I'm not talking about the changed state, I'm talking about how the bits are written out to the data lines (specifically, how each bit is checked to see if it's 1).

I see that you are actually using to_be_bytes / to_le_bytes so in this case system endianness has no bearing, so I take back what I said above. It converts to a consistent byte order (big/network order or little, regardless of underlying system endianness).

I'll keep this open as I may update this PR to still add "R/W" support, but with the current DataFormat system instead.

Chris

therealprof commented 4 years ago

Yeah, I understand this, but then you are hard coding pixel format in the display-interface implementation. Maybe this is fine, I have only read through a few datasheets for different controllers and most seem to encode RGB data the same way for 8-bit, 16-bit etc,., so in practice this may be fine, but still, a consideration.

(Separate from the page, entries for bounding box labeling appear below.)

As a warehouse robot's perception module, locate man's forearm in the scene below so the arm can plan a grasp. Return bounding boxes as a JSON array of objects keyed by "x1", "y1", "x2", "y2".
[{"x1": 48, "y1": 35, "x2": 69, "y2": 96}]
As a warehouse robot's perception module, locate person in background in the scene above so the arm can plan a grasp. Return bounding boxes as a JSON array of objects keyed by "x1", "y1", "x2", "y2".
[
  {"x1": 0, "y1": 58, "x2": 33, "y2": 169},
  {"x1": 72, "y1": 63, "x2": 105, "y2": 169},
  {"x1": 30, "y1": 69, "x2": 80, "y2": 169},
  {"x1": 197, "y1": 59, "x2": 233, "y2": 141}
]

No, the display driver provides the pixel data encoding, the display-interface provides the transport. If the display requires some weird interleaving then it's up the display driver to supply that if it wants to support it, e.g.

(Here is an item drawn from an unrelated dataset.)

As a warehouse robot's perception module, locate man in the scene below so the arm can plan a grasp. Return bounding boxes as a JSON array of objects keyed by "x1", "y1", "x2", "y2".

Screen Shot 2020-08-10 at 19 39 50

A usable datasheet will always specifies the acceptable data format and how to stuff pixels into it:

Screen Shot 2020-08-10 at 19 42 37

Does your display actually offer a native 18bit mode? If not, there's no need for a 18bit data mode.

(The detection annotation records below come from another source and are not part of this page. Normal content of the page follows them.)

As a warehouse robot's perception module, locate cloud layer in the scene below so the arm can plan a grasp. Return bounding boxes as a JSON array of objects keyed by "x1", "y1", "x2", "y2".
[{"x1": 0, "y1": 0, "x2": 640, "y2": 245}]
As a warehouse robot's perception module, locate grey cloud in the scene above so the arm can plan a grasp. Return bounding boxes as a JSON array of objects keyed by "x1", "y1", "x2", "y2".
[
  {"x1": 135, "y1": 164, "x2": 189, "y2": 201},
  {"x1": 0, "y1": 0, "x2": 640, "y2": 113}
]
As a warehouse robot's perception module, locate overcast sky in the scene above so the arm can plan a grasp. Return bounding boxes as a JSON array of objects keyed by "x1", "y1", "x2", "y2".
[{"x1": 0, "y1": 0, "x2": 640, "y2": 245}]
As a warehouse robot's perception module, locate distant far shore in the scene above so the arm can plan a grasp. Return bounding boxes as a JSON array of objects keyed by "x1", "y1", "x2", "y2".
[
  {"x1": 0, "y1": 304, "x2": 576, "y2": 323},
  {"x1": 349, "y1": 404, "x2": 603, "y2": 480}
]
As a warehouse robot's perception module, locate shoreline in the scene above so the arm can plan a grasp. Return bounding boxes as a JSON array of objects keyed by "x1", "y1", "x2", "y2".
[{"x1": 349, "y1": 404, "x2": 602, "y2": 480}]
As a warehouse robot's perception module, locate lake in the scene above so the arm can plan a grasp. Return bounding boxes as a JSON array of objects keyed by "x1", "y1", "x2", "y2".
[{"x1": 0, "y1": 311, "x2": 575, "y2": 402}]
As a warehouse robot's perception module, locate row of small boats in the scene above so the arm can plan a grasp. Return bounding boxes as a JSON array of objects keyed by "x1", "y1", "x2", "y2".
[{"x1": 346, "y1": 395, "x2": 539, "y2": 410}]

I'm not talking about the changed state, I'm talking about how the bits are written out to the data lines (specifically, how each bit is checked to see if it's 1).

? The line you've highlighted checked whether the bit has changed from the previous byte which was clocked out, maybe you've missed the XOR ? https://github.com/therealprof/display-interface/blob/48079b792bebb3bf60330bc5129828c564861a1e/parallel-gpio/src/lib.rs#L88

I'll keep this open as I may update this PR to still add "R/W" support, but with the current DataFormat system instead.

That would be very welcome.

chrismoos commented 4 years ago

Does your display actually offer a native 18bit mode? If not, there's no need for a 18bit data mode.

Yeah, it does, although I don't have one of those displays in hand.

? The line you've highlighted checked whether the bit has changed from the previous byte which was clocked out, maybe you've missed the XOR ?

I was referring to if value & 4 != 0 {, if value & 8 != 0 {, etc,. for checking if a bit is set.

therealprof commented 4 years ago

I was referring to if value & 4 != 0 {, if value & 8 != 0 {, etc,. for checking if a bit is set.

That's just to cater for the GPIO API: if the bit is set the GPIO is pulled high, if not it's pulled low. All the changes are clocked in at once when pulling the WRX high.